Childhood vaccination, in particular, must remain in general practice, said the AMA. 

“GPs are best equipped to provide medically supervised and best-practice vaccination services,” said Professor Robson. 

“It is the safest environment for childhood vaccinations, which are considered an important milestone in establishing a relationship with a usual GP, which leads to better long-term health outcomes.” 

Keeping childhood vaccination in general practice may also help identify patients who would benefit from MyMedicare enrollment, added the association. 

While the AMA was pro-accessibility, but wary of workforce shortages, it warned of the risk of expanding provision without the guidance of a medical practitioner. 

“The AMA supports a policy that places general practitioners at the centre of vaccination administration, and this policy should be adopted in all jurisdictions to ensure the best health outcomes for Australians,” reads the submission. 

“The AMA believes best practice is for vaccination to be provided by a medical practitioner or by a nurse working as part of a collaborative team. 

“Any expansion to the immunisation workforce must be guided by strong regulation to ensure increased access to vaccination is supported by high standards of service and resources across healthcare settings.” 

It pointed to its 2021 position statement as minimum standards for vaccine delivery outside of general practice. 

The association also agreed on the need for a dedicated plan to increase immunisation, with a particular focus on First Nations peoples. 

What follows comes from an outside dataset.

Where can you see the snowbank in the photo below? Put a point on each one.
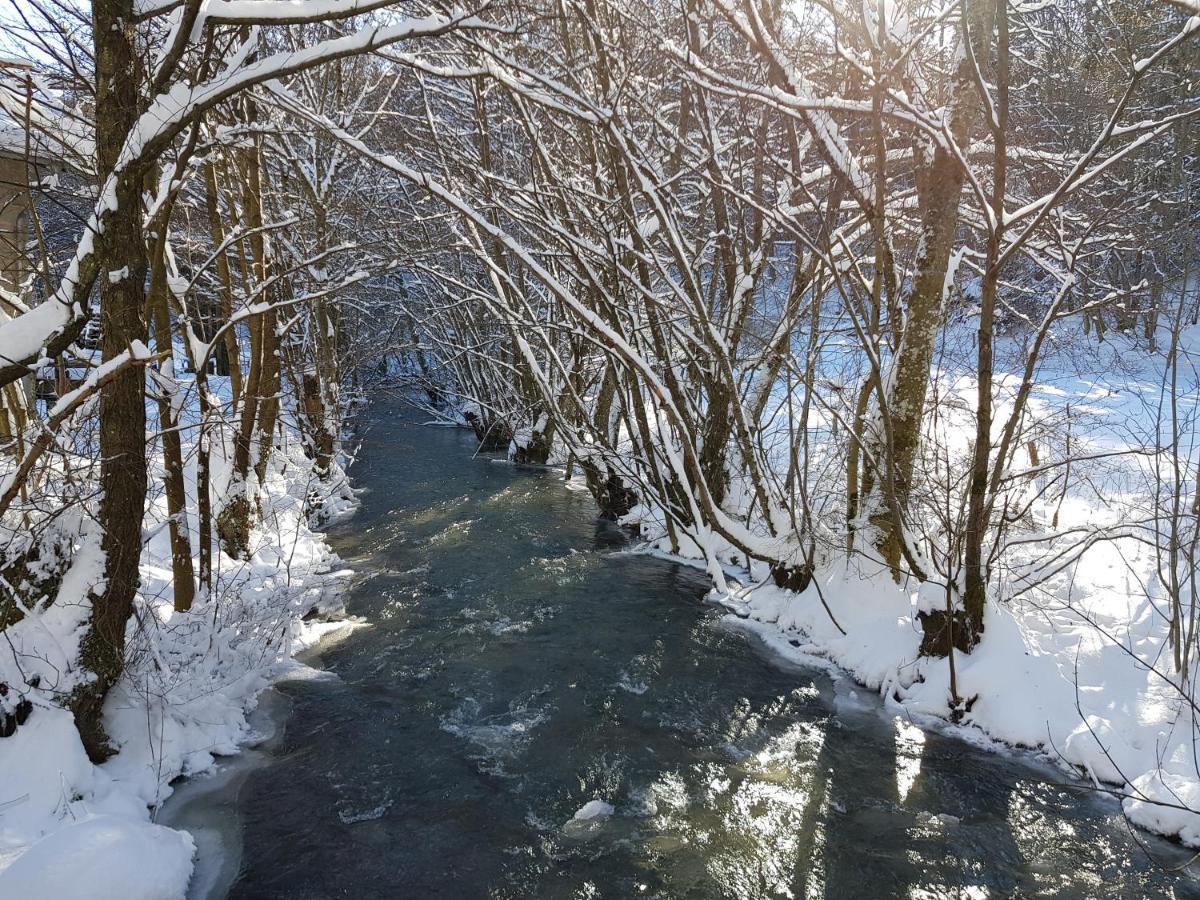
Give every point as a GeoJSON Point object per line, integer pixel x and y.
{"type": "Point", "coordinates": [73, 829]}
{"type": "Point", "coordinates": [1042, 678]}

“To work towards more equitable outcomes for First Nations people, it must be recognised that the health system and the healthcare it provides has been profoundly shaped by a medical educational system that has its epistemological roots deep within the western dominated biomedical model,” reads the submission. 

“The AMA is supportive of efforts being made to address historical injustices and exclusions for access to healthcare as a means to address current inequities.” 

The association also backed the proposal of a “no-fault” compensation scheme for vaccine injuries, which the association spearheaded during covid, and funding longer GP consultations for discussions. 

“If introduced more broadly, a no-fault scheme would ensure the small number of patients injured by a vaccine product or vaccinator negligence received reasonable compensation through a simple claims process, without burden of litigation,” said the AMA. 

“Vaccinators would feel more confident as this would minimise the risk of litigation and we would expect this would place downward pressure on indemnity insurance rates. 

“Beyond the introduction of the no-fault scheme, a key contributor to helping Australia achieve world-leading covid vaccination rates at the end of 2021 was the introduction of the consultation item for GPs to spend more time with patients to discuss the vaccine and any concerns.  

“AMA members reported spending upwards of 45 minutes with some patients as they talked them through the benefits and very low risks.” 

The AMA named the Centre for Disease Control as the “suitable home” to support national immunisation programs and flagged its poor funding. 

“While we congratulate the Government for establishing the interim Australian CDC, this arrangement is far from adequate given its announcement over two years ago,” said the AMA. 

“The AMA emphasises that the CDC must be adequately funded and resourced over the long-term to undertake its multitude of functions, including rapid risk assessment, scientific briefings, public education, and disease prevention.  

“The AMA was disappointed the Australian CDC received no funding in the 24/25 Federal Budget and that legislation for the Australian CDC would not be introduced in 2024.” 

The AMA championed the creation of a CDC which, if properly funded, could lead “preventative and responsive” vaccination programs.